La bande de Gaza manque cruellement d’eau. Selon l’UNRWA, 70 % des Gazaouis n’ont pas accès à l’eau potable et environ 90 % de l’eau présente sur le territoire est impropre à la consommation. La seule source d’eau douce est une réserve souterraine en bord de mer, un aquifère côtier, particulièrement sensible aux infiltrations d’eau de mer et aux pollutions. L’eau qui en est issue est ainsi quasi continuellement saumâtre et polluée. Depuis le début de la guerre, la situation n’a fait qu’empirer : L’OMS a déclaré à la mi-octobre que les Gazaouis ne disposaient que de trois litres d’eau par personne et par jour pour boire, cuisiner et se laver. Le minimum requis — décrit comme le seuil d’urgence — est de 15 litres.
Idem pour l’électricité qui n’était déjà disponible que quelques heures par jour avant la guerre. La pénurie de carburant, due à ses coûts élevés, ainsi qu’aux restrictions imposées par Israël aggrave la situation. En 2023, plus de la moitié des demandes en électricité sont restées insatisfaites. Selon l’OCHA, le Bureau de coordination des affaires humanitaires de l’ONU, en 2023, plus de 55 % des besoins en électricité des Gazaouis n’étaient pas couverts, alors que 28 % de l’approvisionnement en électricité de l’enclave dépendaient d’Israël et 17 % seulement de la centrale de Gaza.

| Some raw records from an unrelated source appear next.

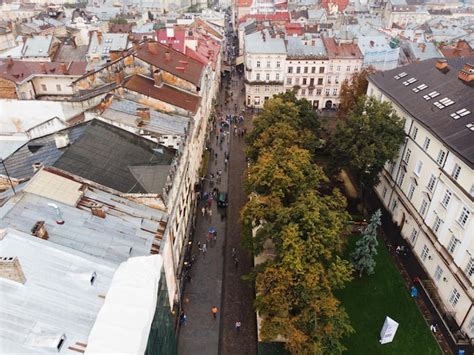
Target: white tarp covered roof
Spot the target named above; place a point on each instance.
(123, 324)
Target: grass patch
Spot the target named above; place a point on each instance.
(368, 300)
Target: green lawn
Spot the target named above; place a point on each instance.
(369, 299)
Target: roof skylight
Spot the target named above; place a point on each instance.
(460, 113)
(431, 95)
(420, 88)
(409, 81)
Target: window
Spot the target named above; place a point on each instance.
(413, 235)
(394, 205)
(454, 298)
(401, 178)
(456, 172)
(453, 243)
(424, 252)
(426, 144)
(446, 198)
(464, 216)
(441, 156)
(423, 207)
(419, 165)
(407, 156)
(437, 224)
(431, 182)
(469, 269)
(411, 191)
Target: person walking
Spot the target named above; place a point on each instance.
(214, 311)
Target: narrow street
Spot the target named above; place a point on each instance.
(216, 276)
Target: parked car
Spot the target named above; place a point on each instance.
(222, 199)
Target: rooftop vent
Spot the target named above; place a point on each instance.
(442, 65)
(460, 113)
(10, 268)
(61, 140)
(39, 230)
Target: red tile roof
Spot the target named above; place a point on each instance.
(343, 50)
(165, 93)
(177, 41)
(155, 54)
(18, 71)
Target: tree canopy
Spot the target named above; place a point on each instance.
(370, 136)
(305, 227)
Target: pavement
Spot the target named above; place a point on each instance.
(216, 280)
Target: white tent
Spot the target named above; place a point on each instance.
(388, 331)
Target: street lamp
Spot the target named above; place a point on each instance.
(8, 176)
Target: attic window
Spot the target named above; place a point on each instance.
(401, 75)
(93, 277)
(420, 88)
(460, 113)
(410, 81)
(443, 103)
(431, 95)
(61, 342)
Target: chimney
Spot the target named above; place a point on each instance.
(467, 73)
(441, 64)
(144, 114)
(61, 140)
(152, 48)
(39, 230)
(98, 212)
(170, 31)
(63, 68)
(157, 78)
(36, 167)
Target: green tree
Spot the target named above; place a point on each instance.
(352, 89)
(369, 138)
(363, 257)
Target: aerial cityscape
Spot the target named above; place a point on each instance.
(242, 177)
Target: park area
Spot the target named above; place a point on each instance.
(369, 299)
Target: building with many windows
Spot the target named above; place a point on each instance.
(429, 189)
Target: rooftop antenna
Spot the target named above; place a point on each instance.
(59, 217)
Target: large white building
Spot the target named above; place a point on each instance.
(313, 67)
(429, 189)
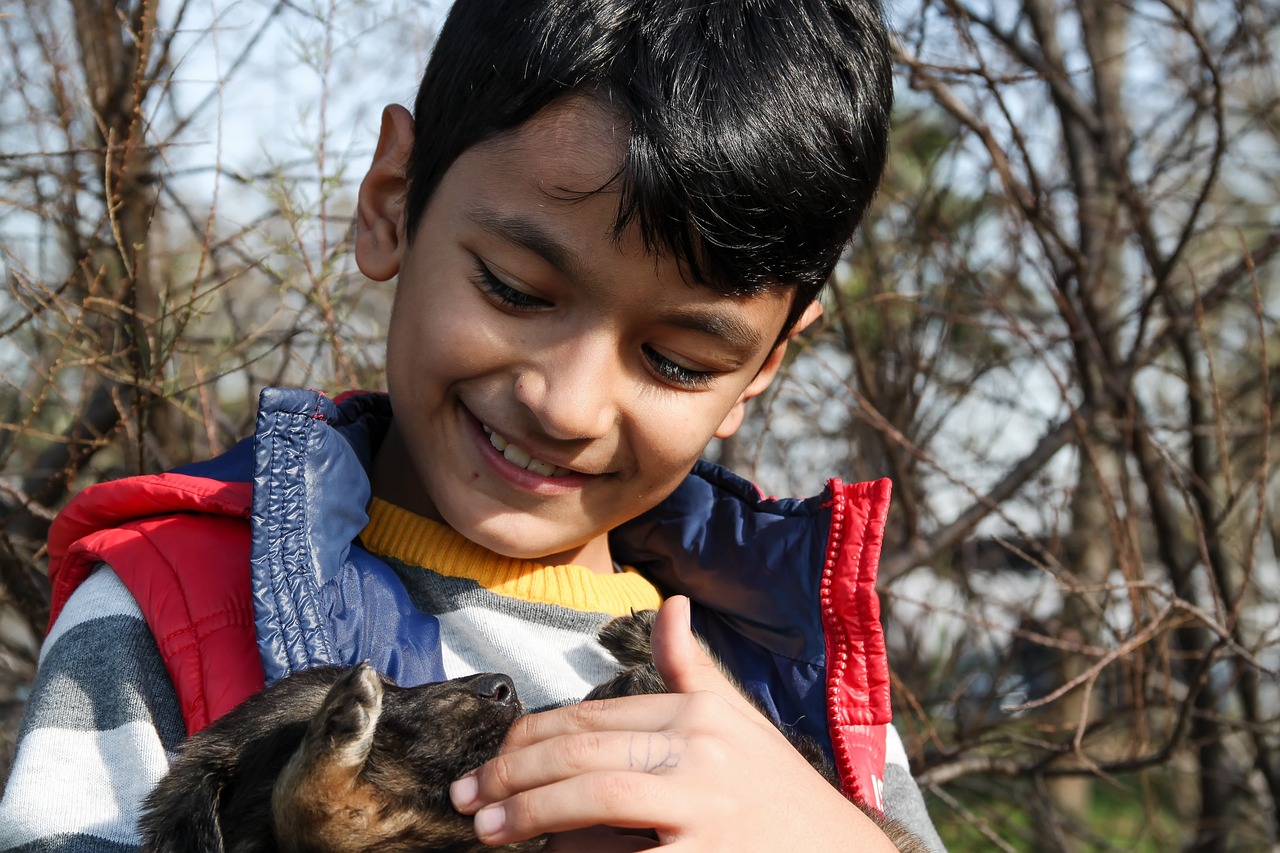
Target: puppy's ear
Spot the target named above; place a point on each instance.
(332, 753)
(182, 816)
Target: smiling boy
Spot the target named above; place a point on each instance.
(606, 220)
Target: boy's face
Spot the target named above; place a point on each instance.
(549, 382)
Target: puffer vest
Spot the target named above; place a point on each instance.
(248, 568)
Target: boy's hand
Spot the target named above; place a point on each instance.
(700, 767)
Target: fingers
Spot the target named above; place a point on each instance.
(682, 661)
(565, 757)
(624, 799)
(602, 839)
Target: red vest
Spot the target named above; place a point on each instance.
(182, 547)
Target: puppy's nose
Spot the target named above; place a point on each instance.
(496, 687)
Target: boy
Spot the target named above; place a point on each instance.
(607, 219)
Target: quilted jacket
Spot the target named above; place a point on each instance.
(782, 589)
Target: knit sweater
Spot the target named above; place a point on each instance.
(104, 723)
(535, 623)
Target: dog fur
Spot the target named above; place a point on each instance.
(339, 760)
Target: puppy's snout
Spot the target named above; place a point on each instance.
(496, 688)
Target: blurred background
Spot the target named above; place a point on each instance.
(1055, 334)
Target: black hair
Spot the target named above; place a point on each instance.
(758, 128)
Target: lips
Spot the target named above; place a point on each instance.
(520, 459)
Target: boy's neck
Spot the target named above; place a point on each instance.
(391, 483)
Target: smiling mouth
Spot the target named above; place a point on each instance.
(520, 459)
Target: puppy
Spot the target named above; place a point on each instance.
(334, 760)
(339, 760)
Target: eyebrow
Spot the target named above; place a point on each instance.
(529, 235)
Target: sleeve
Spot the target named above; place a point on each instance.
(903, 798)
(100, 726)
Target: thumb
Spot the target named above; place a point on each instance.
(684, 664)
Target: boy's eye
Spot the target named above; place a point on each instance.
(503, 292)
(677, 374)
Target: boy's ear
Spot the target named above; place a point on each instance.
(380, 206)
(768, 370)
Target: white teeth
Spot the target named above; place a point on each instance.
(516, 456)
(520, 459)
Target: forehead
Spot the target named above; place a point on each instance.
(553, 186)
(575, 146)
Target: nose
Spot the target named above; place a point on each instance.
(496, 688)
(571, 389)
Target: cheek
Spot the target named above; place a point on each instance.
(672, 441)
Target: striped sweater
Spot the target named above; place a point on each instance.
(103, 721)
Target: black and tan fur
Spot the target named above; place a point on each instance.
(339, 760)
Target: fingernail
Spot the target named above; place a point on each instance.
(489, 821)
(465, 792)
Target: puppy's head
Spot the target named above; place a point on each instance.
(375, 765)
(334, 760)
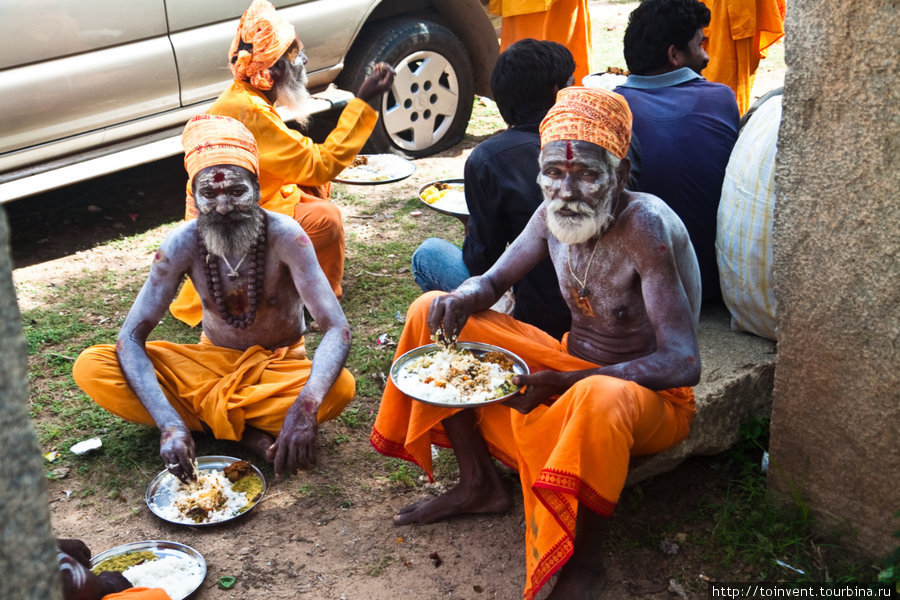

Or, celle-ci s’est arrêtée de fonctionner dès les premiers jours de la guerre actuelle, faute de carburant.
Une économie liée à Israël
Sans base productive significative, l’économie de Gaza dépend fortement des importations en provenance et à travers Israël. « 80 % de nos exportations sont destinées à Israël et 60 % de nos importations proviennent d’Israël », affirme le PCBS. Dans son dernier rapport, la CNUCED souligne également la dépendance forcée de l’économie palestinienne à l’égard d’Israël. Les coûts de production et de transaction excessifs et les obstacles au commerce avec le reste du monde ont entraîné un déficit commercial chronique et une dépendance généralisée et déséquilibrée à l’égard d’Israël. Et, avant le déclenchement de la guerre, la Banque mondiale craignait les conséquences d’une escalade : « L’interconnexion des deux économies expose la partie palestinienne à des risques supplémentaires de détérioration qui pourraient être exacerbés si la récente escalade des affrontements se prolongeait pendant plusieurs mois et entraînait un durcissement des restrictions, notamment en ce qui concerne les mouvements transfrontaliers des travailleurs ».
En effet, le chômage oblige de nombreux Palestiniens à chercher du travail en Israël. Mais les habitants de Gaza ont besoin de permis — difficiles à obtenir — pour entrer et sortir de la bande en passant par deux points de passage terrestres contrôlés par Israël, lequel délivre ces permis par le biais d’un système de quotas. Ceux qui l’obtiennent sont confrontés à des défis quotidiens, notamment de longues attentes aux postes-frontières, des contrôles de sécurité stricts et des trajets épuisants. Et ces permis sont conditionnés au fait que les Palestiniens travaillent dans des secteurs spécifiques où il n’y a pas de main-d’oeuvre israélienne, comme la construction, l’agriculture et l’industrie manufacturière. Or, dès le 10 octobre, soit trois jours après le début de la guerre, Israël a annulé les 18 500 permis de travail délivrés aux Palestiniens de Gaza.
C’est dire qu’avant même cette guerre, la bande de Gaza était, pour reprendre les termes de l’ONG Human Rights Watch, une « prison à ciel ouvert ».